= Microscale metamaterials =

Microscale structural metamaterials are synthetic structures that are aimed to yield specific desired mechanical advantages. These designs are often inspired by natural cellular materials such as plant and bone tissue which have superior mechanical efficiency due to their low weight to stiffness ratios.

==Synthesis==
===Projection microstereolithography===
This is a layer-by-layer additive printing technology which allows for the creation of arbitrary 3-D structures. Together with nanoscale coating techniques, microstereolithography can create ultralow density, complex microlattices.

The process usually involves a dynamically reconfigurable digital photomask. A 3-D model is decomposed into a series of 2-D planes, the pattern of which is transmitted to the photomask.
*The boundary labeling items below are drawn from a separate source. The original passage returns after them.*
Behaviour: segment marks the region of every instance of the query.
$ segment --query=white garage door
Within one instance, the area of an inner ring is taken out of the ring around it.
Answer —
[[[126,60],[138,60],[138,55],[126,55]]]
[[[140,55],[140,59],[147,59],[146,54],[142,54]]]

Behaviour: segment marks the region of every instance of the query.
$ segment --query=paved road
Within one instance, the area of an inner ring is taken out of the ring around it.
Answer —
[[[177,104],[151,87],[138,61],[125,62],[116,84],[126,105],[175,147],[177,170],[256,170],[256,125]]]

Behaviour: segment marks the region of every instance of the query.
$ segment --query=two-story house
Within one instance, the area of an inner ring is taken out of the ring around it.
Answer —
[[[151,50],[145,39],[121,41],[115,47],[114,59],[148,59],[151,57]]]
When shined through by UV light, the mask will transmit the image of the planes onto a lens which subsequently project it onto a photosensitive polymer resin such as 1,6-hexanediol diacrylate (HDDA) causing the liquid to cure in the light exposed areas. These process is repeated for each layer and assembled together to form a 3-D system. Non-polymer lattices can also be created from this process by additional processing. For instance, metallic structures can be created by electroless plating onto the base structure followed by removal of the polymer through thermal heating. Similar deposition techniques can also be used to create ceramic structures.
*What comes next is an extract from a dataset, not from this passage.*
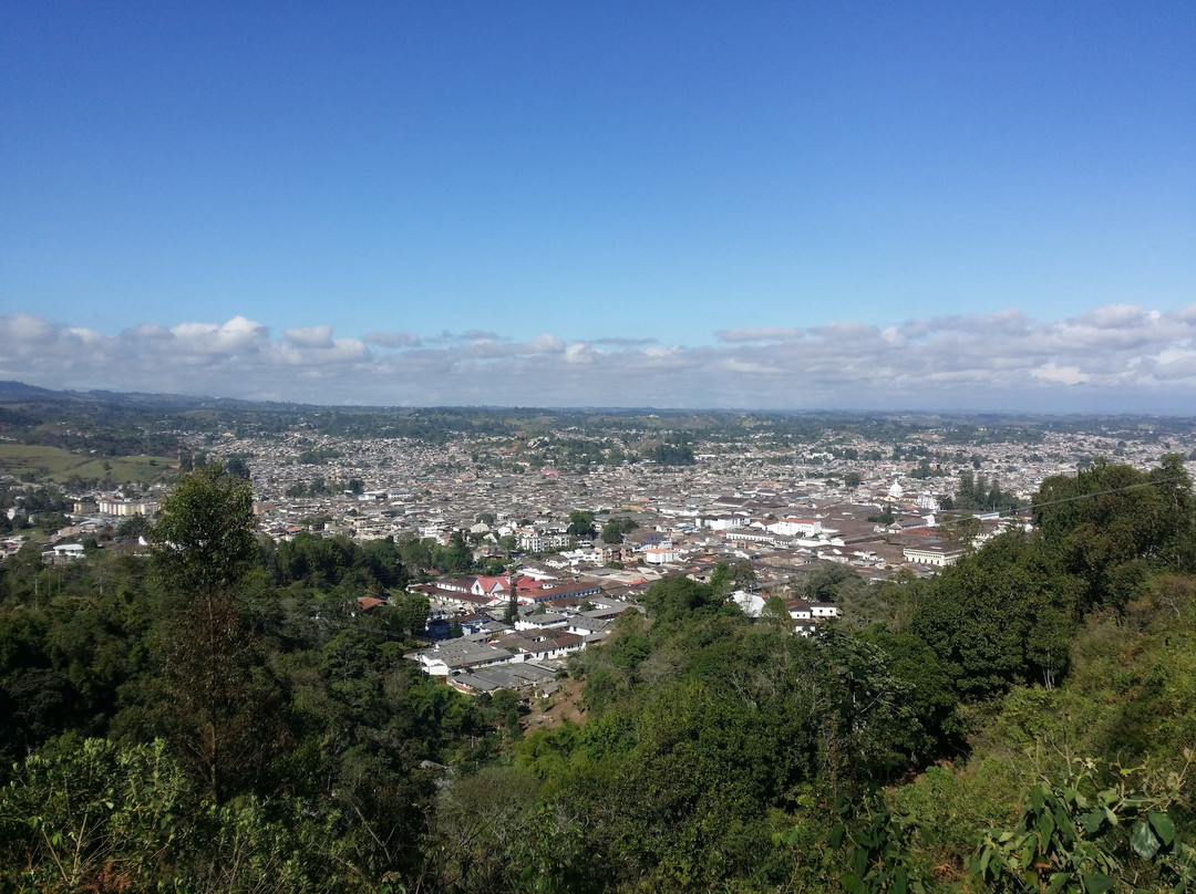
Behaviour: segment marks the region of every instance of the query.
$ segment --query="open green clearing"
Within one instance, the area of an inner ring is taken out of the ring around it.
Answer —
[[[161,478],[176,460],[170,457],[96,457],[72,453],[61,447],[39,445],[0,445],[0,474],[38,479],[59,484],[78,476],[85,480],[153,482]]]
===Continuous liquid interface printing (CLIP)===
This technique is an improvement of the layer-by-layer lithography. Additive manufacturing can be time-consuming and create flawed structures. In conventional 3-D printing, oxygen inhibition often causes incomplete curing and bulky surfaces during photosensitive polymerization. By introducing controlled levels of oxygen, efficient initiation and propagation of continuous polymer chains will result. CLIP proceeds via projecting a continuous sequence of UV images (generated by a digital light-processing imaging unit) through an oxygen-permeable, UV-transparent window below a liquid resin bath. Above a permeable window, there is an oxygen inhibition “dead-zone” maintained by a liquid interface. Above the dead zone, the curing part is continuously drawn out of the resin bath, thereby creating suction forces that constantly renew reactive liquid resin. Unlike convention stereolithography which uses step-by-step processing, CLIP employs a continuous flow.

==Type==
At low relative density limits, these structures display coupled density to stiffness and strength relationships: $E/E_s\propto(\rho/\rho_s)^n$ and $\sigma_y/\sigma_{ys}\propto(\rho/\rho_s)^n$ where E is the Young’s modulus, y is the yield stress, ρ is the density and subscript s denotes the bulk value of the specified property.

===Stretch-dominated===
Stretch dominated structures such as octet tress structure have reduced density to stiffness coupling with n around 1 over many magnitudes of density. This allows for the creation of structural metamaterials which are both ultralight, strong, and energy-absorbing, with elastic behavior up to and 50% compression strain. Often these structures are highly isotropic, with their behavior constant over different loading directions.

===Bend-dominated===
Bend dominated structures are usually such as tetrakaidecahedron structure have higher n values that result in non-linear density-to-stiffness ratio, since loading on these crystals are shear rather than tensile as in their stretch-dominated counterpart. However, these structures can also be highly compressive. For instance, 3-D simple cubic bulk graphene aerogels created using layer-by-layer lithography showed lightweight, highly conductive and supercompressible (up to 90% compressive strain) properties.